Abstract
Background and Purpose
The development of biased agonism provides a promising avenue to improve
the pharmacological properties of fentanyl derivatives, but the
molecular mechanism underlying ligand bias still remains ambiguous.
Therefore we sought to find out the critical sites of μ-receptor
governing ligand bias and clarify corresponding molecular mechanism for
designing and synthesizing effective analgesics with reduced adverse
effects.
Experimental Approach
Critical sites governing ligand bias were identified both by
computational prediction and cell assay-based bias analysis on wild-type
and site-directed mutant μ-opioid receptor. Then molecular dynamics
simulations of wild-type and mutant μ-opioid receptor were conducted to
investigate the mechanism of bias activation.
Key Results
D3.32A and H6.52L mutation disrupted the binding of fentanyl derivatives
with μ-opioid receptor. W6.48L mutation drove most fentanyl derivatives
to β-arrestin-bias but promote sufentanil to cAMP signaling-bias. The
result of molecular dynamics simulation showed that W6.48 and Y7.43 were
paired activation switches of ligand bias at μ-opioid receptor.

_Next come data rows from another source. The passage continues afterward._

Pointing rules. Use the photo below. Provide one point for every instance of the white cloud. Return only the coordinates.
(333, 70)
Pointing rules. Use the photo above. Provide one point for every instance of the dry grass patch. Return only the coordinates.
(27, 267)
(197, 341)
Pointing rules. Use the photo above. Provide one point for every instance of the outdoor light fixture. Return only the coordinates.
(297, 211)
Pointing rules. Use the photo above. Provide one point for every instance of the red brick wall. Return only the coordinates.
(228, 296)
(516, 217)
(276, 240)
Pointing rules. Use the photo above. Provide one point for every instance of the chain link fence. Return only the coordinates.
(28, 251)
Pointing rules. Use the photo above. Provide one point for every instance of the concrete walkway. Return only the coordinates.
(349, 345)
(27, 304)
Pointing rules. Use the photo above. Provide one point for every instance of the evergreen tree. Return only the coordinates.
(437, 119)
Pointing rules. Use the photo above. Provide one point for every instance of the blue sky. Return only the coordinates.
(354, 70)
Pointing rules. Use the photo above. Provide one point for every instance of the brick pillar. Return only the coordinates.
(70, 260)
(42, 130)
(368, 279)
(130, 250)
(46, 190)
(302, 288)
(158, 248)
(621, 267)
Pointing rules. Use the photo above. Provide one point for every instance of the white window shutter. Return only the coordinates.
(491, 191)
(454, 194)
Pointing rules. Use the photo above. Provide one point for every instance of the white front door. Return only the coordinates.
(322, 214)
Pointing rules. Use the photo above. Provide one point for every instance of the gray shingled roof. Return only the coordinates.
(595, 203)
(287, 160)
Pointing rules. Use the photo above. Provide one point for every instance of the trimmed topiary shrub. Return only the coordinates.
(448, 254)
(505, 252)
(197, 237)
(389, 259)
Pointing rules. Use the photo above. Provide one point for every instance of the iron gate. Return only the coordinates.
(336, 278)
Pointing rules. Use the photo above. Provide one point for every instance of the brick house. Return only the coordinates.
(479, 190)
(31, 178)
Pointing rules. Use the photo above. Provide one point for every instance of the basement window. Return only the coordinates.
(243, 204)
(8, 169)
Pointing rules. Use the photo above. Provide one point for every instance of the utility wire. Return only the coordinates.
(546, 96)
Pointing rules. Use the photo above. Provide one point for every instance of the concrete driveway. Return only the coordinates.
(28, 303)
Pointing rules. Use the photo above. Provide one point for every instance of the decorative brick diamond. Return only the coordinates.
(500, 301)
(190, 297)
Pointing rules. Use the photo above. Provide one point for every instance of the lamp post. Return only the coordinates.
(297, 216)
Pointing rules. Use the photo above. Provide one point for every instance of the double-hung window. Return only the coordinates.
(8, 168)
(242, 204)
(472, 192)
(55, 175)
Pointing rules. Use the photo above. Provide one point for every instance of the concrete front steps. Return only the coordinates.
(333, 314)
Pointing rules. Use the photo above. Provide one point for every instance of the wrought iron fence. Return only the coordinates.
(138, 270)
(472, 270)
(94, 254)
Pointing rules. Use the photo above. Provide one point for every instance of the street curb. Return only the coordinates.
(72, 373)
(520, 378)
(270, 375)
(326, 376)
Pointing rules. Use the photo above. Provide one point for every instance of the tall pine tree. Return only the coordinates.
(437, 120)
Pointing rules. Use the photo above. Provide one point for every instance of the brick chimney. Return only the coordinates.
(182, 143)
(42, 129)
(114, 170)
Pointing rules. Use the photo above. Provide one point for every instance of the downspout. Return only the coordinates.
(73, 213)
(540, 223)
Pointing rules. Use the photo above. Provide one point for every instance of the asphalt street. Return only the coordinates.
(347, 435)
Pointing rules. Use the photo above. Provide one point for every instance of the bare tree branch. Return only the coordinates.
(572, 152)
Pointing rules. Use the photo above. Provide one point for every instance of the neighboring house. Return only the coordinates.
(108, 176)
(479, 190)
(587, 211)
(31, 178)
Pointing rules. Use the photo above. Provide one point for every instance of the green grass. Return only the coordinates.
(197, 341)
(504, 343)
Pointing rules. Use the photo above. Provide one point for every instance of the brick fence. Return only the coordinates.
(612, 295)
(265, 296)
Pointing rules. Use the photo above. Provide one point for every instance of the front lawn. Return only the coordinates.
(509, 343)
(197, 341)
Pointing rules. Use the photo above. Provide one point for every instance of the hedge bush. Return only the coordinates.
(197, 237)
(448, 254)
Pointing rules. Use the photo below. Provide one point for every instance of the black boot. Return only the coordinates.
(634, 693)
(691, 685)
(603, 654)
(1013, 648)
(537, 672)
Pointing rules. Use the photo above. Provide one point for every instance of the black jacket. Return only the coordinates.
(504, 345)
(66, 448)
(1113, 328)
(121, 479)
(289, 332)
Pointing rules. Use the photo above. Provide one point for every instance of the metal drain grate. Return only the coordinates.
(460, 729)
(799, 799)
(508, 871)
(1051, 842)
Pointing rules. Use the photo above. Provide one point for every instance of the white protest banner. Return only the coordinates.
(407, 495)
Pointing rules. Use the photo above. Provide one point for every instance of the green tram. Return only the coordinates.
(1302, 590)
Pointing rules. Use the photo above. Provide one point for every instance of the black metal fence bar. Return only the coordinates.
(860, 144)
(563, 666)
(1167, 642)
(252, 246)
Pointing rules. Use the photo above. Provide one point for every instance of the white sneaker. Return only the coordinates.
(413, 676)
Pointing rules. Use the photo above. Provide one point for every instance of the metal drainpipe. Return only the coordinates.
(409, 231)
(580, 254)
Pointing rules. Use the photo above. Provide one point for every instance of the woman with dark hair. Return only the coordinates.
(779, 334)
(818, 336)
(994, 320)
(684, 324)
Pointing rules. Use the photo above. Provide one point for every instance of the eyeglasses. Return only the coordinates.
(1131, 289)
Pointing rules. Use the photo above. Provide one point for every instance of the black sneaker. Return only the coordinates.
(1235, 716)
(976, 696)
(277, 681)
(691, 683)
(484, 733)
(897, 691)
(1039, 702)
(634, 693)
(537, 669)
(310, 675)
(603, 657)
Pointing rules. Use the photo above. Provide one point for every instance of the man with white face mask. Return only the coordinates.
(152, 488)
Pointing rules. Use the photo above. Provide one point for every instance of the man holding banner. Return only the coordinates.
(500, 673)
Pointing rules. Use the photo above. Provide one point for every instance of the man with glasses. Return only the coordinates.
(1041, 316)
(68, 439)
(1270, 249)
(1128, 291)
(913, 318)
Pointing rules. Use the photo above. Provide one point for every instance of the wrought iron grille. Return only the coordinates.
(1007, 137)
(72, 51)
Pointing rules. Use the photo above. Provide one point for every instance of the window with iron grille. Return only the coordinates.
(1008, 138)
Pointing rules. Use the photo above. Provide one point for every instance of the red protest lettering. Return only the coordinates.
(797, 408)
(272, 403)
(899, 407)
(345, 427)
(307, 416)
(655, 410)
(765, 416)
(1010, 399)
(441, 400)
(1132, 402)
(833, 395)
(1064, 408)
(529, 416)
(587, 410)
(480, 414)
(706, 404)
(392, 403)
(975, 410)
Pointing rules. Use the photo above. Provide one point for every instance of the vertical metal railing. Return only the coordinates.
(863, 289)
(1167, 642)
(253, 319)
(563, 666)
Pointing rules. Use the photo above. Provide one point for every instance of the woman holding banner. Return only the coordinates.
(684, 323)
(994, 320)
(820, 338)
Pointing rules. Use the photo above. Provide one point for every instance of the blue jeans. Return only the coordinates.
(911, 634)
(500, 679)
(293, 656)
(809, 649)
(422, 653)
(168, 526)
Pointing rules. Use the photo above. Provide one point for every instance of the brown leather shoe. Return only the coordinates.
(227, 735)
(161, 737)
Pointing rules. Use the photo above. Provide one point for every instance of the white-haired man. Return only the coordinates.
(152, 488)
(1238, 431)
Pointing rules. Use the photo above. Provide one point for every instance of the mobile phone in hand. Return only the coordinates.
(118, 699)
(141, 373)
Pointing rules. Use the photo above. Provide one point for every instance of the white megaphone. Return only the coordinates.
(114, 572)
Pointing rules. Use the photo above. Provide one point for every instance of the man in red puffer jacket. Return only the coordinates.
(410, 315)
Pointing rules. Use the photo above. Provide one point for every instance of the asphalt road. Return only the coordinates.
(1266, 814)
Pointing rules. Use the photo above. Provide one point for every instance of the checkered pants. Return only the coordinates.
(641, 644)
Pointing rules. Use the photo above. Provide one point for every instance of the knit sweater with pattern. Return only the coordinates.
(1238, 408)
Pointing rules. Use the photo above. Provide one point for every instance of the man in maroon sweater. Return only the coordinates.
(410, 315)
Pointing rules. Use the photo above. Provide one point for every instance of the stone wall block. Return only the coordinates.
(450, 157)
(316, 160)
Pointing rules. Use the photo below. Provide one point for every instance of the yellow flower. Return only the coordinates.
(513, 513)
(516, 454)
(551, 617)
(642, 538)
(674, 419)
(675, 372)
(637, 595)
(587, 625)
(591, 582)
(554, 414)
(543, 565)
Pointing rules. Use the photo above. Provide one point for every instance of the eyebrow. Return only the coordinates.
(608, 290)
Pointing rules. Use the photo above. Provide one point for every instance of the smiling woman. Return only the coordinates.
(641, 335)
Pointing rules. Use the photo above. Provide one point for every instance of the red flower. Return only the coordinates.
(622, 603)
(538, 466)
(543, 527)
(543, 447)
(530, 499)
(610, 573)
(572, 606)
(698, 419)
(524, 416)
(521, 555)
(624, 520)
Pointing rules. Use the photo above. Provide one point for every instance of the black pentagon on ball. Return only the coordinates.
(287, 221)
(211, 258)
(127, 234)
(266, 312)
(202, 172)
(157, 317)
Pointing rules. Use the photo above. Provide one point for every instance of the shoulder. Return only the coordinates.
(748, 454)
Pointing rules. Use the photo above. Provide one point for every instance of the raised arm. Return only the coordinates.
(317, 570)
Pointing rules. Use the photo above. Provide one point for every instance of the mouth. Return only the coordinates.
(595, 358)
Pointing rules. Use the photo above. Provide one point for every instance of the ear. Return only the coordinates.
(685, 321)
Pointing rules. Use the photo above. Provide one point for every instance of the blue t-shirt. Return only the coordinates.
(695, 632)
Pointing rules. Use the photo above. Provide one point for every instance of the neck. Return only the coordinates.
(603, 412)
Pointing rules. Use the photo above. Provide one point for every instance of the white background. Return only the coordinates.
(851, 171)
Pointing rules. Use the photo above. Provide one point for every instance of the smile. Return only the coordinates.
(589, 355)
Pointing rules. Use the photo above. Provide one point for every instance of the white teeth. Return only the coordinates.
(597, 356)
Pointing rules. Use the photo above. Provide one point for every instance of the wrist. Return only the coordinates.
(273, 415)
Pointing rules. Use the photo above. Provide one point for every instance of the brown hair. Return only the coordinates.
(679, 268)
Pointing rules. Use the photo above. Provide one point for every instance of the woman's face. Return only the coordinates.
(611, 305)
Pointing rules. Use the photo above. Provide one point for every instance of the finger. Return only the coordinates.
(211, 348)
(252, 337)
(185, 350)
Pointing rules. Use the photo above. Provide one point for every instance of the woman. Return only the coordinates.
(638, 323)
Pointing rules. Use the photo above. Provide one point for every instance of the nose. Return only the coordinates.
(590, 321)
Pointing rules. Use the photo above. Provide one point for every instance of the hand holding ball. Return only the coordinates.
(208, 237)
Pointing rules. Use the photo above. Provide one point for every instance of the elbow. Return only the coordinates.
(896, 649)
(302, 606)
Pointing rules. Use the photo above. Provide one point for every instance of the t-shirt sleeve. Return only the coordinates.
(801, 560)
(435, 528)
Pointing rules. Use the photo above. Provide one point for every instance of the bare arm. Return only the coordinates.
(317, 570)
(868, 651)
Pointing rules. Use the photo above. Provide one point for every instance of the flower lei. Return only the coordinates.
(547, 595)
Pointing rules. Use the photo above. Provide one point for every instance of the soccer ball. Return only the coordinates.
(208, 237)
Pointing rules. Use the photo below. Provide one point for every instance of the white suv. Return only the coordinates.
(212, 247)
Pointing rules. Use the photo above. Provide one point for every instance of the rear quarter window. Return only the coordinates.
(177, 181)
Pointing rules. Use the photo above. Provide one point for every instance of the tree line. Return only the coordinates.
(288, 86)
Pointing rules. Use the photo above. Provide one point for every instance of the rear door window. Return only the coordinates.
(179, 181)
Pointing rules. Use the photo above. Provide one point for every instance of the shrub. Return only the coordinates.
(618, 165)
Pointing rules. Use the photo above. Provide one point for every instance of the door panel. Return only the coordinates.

Conclusion and Implications
D3.32 and H6.52 were critical residues in driving morphine and fentanyl
derivatives to bind with μ-opioid receptor. W6.48 was a pivotal residue
in governing the bias signaling and the interactions of ligands with
W6.48 and Y7.43 were the structural determinants for the signaling bias
of μ-opioid receptor, which will be conducive for better design and
synthesis of effective opioid analgesics with the reduced adverse
effects.
Fentanyl derivatives | ligand bias | μ-opioid receptor
| molecular dynamics simulations | biased mechanism
Morphine and fentanyl derivatives have been the world’s most widely and
frequently used opioid analgesics for
decades(1 ). However, various
adverse effects threaten the medication safety of morphine and fentanyl
derivatives, such as gastrointestinal disorder, tolerance, dependence
and respiratory depression etc(2 ).
Notably, morphine and fentanyl derivatives have been evolved in the
global public health threat recent years for an unprecedented rise of
death due to respiratory depression caused by
overdose(3 ,4 ). Consequently, unremitting
efforts have been directed towards seeking novel opioid analgesics with
improved therapeutic profiles.
A recent development in theory of biased agonism at μ-opioid receptor
(MOR) provides a promising avenue for therapeutic improvement. It is
reported that both desirable and adverse effects of morphine and
fentanyl derivatives are attributed to the activation of
MOR(5 ). As other G-protein-coupled
receptors (GPCRs), two parallel signaling pathways mediated the function
of MOR through its activation, one is G protein-dependent signaling and
the other is β-arrestin-dependent signaling. A series of
β-arrestin-knockout mice experiments displayed enhanced and prolonged
morphine-induced antinociception with attenuated respiratory
suppression(6-10 ). Recent research
indicated that β-arrestin-biased compounds of morphine and fentanyl
derivatives are devoted to the respiratory depression while G
protein-bias pathway is responsible for the
antinociception(11 ). These
findings showed that MOR agonists preferentially biased towards G
protein signaling over β-arrestin signaling exert analgesia with reduced
unwanted fatal side effects. The discovery of several G-protein biased
compounds proves the rationality and practicality of biased agonism
theory, such as PZM21 and
TRV130(12 )
(13 ), which were promising
potential novel analgesics.
The molecular mechanism underlying biased agonism still remains
ambiguous. Recent crystal structure analyses of MOR displayed the
binding modes of MOR with
agonists(14 ,15 ), which suggested that
different ligands may induce diverse multiple stable receptor
conformations that leads to variety degrees of activation of downstream
signaling pathways. Jeffrey S. Smith advanced a ternary complex model to
explain the factors resulted in the development of biased response,
allosterically interpret the interactions of receptors with ligand and
transducer(16 ). The intermediate
conformational state of receptor induced by ligand decides either
transducer-G protein or β-arrestin is needed for stabilization of the
ternary complex. Researches of other GPCR, such as neuropeptide Y1 and
Y4 receptor, CXC-chemokine receptor 4 and 7, suggested that distinct
amino acid within the receptor can influence the downstream signaling
bias(17 ,18 ). Hence, there may be some
crucial residues in MOR within core binding region accounting for biased
agonism, and these residues are the breakthrough to explore the
mechanism underlying the development of signaling bias, which will
direct the design and syntheses of desirable biased ligands. In this
study, the mutation experiments and cell-based G-protein and β-arrestin
assays are in combination with computational modeling studies were used
to identify the key residues governing ligand bias and to clarify the
molecular mechanism underlying biased agonism.